Résumé de la décision
La Cour de cassation, dans son arrêt du 21 décembre 2017, a rejeté le pourvoi formé par M. Abdelkader Y... contre une décision de la Cour nationale de l'incapacité et de la tarification de l'assurance des accidents du travail (CNITAAT). Cette dernière avait attribué à M. Y... un taux d'incapacité permanente partielle de 24 % suite à un accident de travail, décision contestée par M. Y... sur la base de nouvelles preuves médicales concernant la gravité de ses séquelles. La Cour a considéré que le moyen de cassation présenté n'était pas de nature à justifier une cassation et a ainsi condamné M. Y... aux dépens.
Arguments pertinents
La cour a fondé son raisonnement sur plusieurs points juridiques :
1. Incapacité permanente partielle : La CNITAAT a évalué le taux d'incapacité de 24 % à partir des éléments médicaux, tout en précisant que l'absence d'une reconnaissance officielle des conséquences psychologiques de l'accident limitait la prise en compte de ces séquelles dans l'évaluation.

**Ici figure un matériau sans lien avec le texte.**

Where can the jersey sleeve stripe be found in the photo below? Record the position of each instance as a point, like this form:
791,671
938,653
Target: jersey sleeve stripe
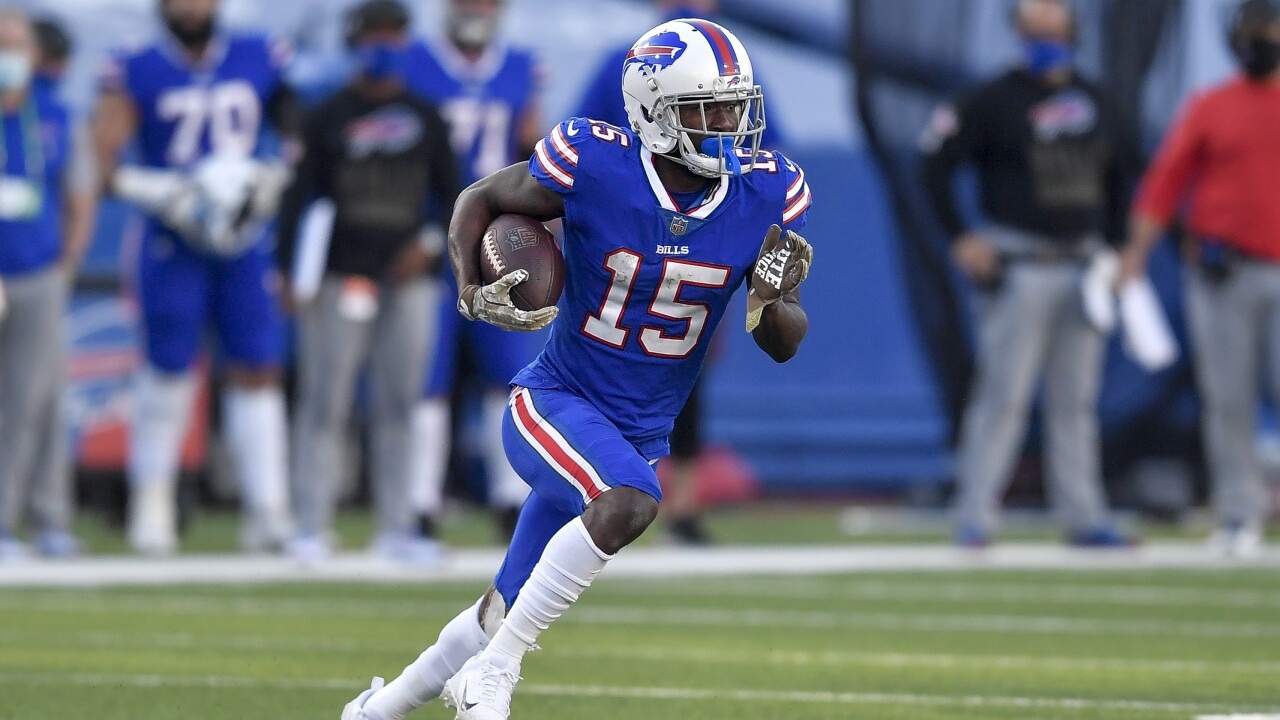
798,206
552,446
563,147
549,167
795,186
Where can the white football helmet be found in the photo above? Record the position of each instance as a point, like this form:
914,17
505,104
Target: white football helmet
693,63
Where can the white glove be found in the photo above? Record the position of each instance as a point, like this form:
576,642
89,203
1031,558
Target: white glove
268,188
493,305
168,195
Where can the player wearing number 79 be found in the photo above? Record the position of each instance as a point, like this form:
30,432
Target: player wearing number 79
662,224
197,100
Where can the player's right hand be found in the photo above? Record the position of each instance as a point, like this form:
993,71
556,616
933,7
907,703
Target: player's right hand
781,267
492,304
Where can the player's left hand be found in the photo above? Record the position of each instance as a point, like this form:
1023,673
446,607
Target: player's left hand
412,263
493,305
782,265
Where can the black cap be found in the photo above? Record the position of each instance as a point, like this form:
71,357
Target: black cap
51,39
1255,13
374,16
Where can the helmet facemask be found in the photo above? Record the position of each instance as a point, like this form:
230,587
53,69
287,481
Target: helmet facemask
716,155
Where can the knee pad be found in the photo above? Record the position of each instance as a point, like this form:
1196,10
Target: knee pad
493,611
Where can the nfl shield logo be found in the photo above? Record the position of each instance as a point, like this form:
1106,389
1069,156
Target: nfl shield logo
679,224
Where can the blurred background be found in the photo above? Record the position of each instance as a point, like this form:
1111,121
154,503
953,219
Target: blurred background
868,414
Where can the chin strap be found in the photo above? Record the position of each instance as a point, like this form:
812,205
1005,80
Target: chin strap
722,147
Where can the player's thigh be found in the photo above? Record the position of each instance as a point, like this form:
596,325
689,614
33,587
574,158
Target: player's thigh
442,356
568,452
502,354
247,310
174,301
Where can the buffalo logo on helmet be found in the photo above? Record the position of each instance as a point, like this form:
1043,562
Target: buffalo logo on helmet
521,237
658,50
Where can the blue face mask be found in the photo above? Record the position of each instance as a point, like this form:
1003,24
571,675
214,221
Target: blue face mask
723,147
1042,57
382,60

> « En l'absence de décision émanant de la caisse primaire ou desdites juridictions reconnaissant l'imputabilité à l'accident du travail de séquelles psychologiques, il ne pouvait être tenu compte des conséquences de ces lésions dans l'évaluation du taux d'incapacité permanente. »
2. Compétence des juridictions : La Cour a également souligné que la compétence concernant le caractère professionnel d'une lésion appartient aux juridictions du contentieux général de la sécurité sociale.

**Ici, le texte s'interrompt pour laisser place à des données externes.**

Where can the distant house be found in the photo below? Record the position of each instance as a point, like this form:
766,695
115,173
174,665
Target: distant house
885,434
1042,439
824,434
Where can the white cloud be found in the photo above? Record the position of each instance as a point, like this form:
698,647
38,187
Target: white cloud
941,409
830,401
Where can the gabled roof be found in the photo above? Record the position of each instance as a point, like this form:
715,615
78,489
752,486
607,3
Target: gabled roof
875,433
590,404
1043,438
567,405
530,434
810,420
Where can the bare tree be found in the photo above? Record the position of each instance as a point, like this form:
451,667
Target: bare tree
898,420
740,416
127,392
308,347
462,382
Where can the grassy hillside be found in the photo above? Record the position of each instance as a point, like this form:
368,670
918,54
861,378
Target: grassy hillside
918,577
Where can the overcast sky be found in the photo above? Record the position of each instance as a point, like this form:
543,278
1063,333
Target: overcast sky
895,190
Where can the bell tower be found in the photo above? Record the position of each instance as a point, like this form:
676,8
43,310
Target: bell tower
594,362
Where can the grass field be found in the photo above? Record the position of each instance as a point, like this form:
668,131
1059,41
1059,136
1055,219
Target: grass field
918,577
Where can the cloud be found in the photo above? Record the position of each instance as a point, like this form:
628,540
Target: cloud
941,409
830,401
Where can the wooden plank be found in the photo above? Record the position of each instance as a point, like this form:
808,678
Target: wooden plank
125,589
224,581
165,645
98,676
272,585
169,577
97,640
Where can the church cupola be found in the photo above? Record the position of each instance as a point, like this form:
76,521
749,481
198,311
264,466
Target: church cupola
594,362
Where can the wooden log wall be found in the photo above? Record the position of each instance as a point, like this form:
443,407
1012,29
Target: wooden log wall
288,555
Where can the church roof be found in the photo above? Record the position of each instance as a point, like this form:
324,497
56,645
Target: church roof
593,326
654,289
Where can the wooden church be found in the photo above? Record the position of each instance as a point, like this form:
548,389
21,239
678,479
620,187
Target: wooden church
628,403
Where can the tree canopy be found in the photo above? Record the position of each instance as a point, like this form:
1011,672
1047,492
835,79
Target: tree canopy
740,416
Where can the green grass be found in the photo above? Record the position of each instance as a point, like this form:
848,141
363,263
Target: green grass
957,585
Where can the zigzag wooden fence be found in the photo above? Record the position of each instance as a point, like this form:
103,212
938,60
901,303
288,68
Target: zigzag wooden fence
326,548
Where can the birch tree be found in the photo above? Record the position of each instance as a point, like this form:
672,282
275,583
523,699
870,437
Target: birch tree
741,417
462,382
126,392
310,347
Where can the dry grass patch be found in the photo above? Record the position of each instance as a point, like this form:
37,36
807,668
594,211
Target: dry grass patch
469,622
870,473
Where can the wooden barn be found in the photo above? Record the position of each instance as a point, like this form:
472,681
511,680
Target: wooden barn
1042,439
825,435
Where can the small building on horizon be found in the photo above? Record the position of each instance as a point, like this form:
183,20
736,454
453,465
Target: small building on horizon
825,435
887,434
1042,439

> « Les difficultés relatives au caractère professionnel d'une lésion relevaient de la compétence des juridictions du contentieux général de la sécurité sociale. »
3. Absence d'expertise complémentaire : La cour a admis que les éléments médicaux fournis par M. Y... avaient été adéquatement appréciés et que l'absence de nécessité d'une expertise complémentaire justifiait la fixation du taux d'incapacité à 24 %.
> « …sans qu'il fût nécessaire de recourir à une expertise complémentaire, les séquelles décrites ci-dessus et leur préjudice professionnel justifiaient la reconnaissance d'un taux d'incapacité de 24 %. »
Interprétations et citations légales
Les textes de loi appliqués dans cette décision illustrent la manière dont le droit encadre l'évaluation des incapacités liées aux accidents de travail :
1. Code de la sécurité sociale - Article L. 434-2 : Cet article précise que le taux d'incapacité permanente doit être déterminé en tenant compte de divers critères, y compris la nature de l’infirmité et les capacités physiques et mentales de la victime.
> « […] le taux d'incapacité permanente (était) déterminé d'après la nature de l'infirmité, l'état général, l'âge, les facultés physiques et mentales de la victime ainsi que d'après ses aptitudes et sa qualification professionnelle compte tenu du barème indicatif d'invalidité. »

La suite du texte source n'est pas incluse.